As Rosas e as Pedras no caminho – por José Rosha

Jornalista, radialista, indigenista José Rosha - foto: divulgação

A caminho do trabalho ouço uma música que diz: “olhe as rosas ao longo do caminho” (Send me an angel). Não demoro a encontrar. Um pouco mais adiante, numa área de intenso movimento, vejo uma flor brotando por uma fresta entre o concreto do meio fio e o asfalto da rodovia.


Estacionei o carro alguns metros à frente, fora da pista. Fui até o local, atravessando um parte do caminho cheio de pedregulhos, e fiquei observando: era, de fato, uma rosa vermelha. Devia ter brotado há pouco tempo e estava pujante. A primeira ideia que me ocorreu foi tirá-la daquele local, levá-la para um lugar mais seguro, supondo que poderia ser destruída por acidente.

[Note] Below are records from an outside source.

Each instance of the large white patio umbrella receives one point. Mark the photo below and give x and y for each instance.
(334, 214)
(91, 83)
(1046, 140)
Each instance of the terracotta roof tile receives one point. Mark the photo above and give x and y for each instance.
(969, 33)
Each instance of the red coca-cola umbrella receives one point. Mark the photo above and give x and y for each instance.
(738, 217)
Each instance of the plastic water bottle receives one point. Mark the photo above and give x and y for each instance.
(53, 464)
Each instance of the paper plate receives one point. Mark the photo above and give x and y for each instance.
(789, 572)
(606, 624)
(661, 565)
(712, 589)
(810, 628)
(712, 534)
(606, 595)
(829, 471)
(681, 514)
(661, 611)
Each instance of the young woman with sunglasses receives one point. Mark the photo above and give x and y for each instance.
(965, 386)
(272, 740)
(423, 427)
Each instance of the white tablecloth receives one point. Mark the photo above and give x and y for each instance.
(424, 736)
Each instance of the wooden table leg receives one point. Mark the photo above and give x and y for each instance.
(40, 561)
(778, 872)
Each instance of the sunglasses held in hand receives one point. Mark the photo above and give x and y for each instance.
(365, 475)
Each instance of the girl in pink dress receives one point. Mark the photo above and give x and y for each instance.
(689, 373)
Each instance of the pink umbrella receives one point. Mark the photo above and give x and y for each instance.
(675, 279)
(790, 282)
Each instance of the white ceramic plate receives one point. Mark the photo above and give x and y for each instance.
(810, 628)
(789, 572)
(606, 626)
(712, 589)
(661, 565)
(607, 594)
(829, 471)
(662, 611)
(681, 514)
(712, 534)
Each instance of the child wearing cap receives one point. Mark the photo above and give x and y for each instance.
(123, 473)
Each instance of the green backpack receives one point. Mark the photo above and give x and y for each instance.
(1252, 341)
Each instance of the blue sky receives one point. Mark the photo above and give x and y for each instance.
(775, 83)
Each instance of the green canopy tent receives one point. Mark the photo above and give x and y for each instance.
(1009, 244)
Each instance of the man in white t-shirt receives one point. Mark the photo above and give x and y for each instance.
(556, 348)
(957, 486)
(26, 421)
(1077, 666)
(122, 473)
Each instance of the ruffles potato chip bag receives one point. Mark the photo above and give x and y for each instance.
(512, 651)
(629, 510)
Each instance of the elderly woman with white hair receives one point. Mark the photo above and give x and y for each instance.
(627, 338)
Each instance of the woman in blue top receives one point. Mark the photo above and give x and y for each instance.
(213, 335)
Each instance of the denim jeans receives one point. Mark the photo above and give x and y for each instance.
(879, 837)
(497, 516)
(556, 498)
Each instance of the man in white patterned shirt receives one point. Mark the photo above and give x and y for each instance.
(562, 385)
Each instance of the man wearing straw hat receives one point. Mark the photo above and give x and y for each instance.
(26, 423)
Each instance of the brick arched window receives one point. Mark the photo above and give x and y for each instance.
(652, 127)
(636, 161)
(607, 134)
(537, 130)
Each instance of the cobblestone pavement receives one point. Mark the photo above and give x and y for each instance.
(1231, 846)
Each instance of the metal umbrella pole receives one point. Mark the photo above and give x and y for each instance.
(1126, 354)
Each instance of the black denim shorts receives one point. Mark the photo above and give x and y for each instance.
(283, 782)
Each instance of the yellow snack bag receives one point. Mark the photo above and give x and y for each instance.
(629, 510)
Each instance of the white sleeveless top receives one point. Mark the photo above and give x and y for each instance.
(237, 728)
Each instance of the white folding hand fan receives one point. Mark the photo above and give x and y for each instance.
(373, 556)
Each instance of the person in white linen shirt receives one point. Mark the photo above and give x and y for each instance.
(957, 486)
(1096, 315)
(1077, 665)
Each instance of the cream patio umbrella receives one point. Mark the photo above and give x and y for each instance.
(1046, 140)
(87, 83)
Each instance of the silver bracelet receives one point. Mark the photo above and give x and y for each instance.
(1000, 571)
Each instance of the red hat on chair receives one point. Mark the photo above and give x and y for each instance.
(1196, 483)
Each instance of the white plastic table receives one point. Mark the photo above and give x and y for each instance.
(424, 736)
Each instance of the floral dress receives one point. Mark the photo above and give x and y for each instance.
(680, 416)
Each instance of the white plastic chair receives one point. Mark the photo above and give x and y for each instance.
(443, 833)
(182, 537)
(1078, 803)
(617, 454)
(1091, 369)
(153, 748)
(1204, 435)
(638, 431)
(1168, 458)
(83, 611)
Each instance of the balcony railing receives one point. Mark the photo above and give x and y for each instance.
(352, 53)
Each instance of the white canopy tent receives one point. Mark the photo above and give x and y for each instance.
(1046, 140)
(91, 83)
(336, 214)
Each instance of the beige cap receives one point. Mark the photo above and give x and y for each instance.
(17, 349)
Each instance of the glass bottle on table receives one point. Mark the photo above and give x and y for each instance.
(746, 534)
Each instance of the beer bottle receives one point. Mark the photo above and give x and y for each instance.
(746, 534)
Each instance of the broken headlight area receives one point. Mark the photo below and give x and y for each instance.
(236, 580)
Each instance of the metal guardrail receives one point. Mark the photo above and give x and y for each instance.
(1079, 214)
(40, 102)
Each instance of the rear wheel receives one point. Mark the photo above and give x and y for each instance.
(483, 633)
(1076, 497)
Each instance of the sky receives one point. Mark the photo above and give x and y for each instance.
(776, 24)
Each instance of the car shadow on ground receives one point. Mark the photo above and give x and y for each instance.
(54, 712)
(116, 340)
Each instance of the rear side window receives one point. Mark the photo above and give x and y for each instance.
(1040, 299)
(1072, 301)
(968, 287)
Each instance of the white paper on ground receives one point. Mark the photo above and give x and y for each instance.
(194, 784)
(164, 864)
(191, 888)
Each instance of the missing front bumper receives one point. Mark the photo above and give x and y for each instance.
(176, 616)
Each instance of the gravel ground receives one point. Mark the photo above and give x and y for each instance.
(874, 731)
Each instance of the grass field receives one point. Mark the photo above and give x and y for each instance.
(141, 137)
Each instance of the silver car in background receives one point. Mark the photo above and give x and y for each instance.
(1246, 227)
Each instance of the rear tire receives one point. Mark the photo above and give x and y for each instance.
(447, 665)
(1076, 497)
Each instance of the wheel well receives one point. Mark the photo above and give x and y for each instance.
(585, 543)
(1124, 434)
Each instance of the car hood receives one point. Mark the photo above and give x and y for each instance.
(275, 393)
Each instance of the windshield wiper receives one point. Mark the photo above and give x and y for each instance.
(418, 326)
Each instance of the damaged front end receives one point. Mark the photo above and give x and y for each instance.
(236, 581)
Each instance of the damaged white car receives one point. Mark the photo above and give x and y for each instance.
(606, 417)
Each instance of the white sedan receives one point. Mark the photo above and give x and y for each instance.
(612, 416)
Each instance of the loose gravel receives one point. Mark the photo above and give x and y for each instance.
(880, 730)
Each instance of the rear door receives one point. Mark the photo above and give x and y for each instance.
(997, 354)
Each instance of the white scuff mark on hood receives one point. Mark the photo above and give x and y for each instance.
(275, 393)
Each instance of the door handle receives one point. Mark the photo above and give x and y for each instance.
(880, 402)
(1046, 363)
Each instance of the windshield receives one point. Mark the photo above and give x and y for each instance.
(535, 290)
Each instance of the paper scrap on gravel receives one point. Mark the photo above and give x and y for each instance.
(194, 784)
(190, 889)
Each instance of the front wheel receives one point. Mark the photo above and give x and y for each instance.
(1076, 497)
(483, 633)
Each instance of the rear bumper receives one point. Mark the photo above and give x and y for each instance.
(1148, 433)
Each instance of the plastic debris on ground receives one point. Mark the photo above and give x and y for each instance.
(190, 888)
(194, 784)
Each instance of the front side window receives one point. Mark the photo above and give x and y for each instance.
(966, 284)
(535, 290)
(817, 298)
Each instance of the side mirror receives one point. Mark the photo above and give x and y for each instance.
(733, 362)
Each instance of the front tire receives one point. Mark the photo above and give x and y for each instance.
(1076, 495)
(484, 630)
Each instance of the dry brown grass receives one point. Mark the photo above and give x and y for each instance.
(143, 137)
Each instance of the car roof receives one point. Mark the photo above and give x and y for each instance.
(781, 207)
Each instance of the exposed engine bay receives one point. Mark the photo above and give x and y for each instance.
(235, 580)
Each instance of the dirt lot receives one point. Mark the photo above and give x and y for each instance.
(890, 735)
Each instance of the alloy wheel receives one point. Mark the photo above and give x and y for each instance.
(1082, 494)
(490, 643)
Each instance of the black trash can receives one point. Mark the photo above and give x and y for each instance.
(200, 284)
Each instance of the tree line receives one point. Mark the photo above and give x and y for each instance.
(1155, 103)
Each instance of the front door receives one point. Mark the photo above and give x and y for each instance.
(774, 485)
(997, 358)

Porém, detive-me em uma reflexão. Ela lutou teimosamente contra a dureza do concreto e do asfalto para se mostrar à luz do sol. E ali no seu canto ela dançava com o vento e ostentava uma beleza que só fazia sentido porque ela estava ali, desafiando a força bruta e a indiferença.

Quem a visse haveria de se encantar com sua leveza e sua cor. Entre outras flores igualmente bonitas, fora dali, ela só teria beleza – algo que pouco ou nada traduziria de sua profunda existência.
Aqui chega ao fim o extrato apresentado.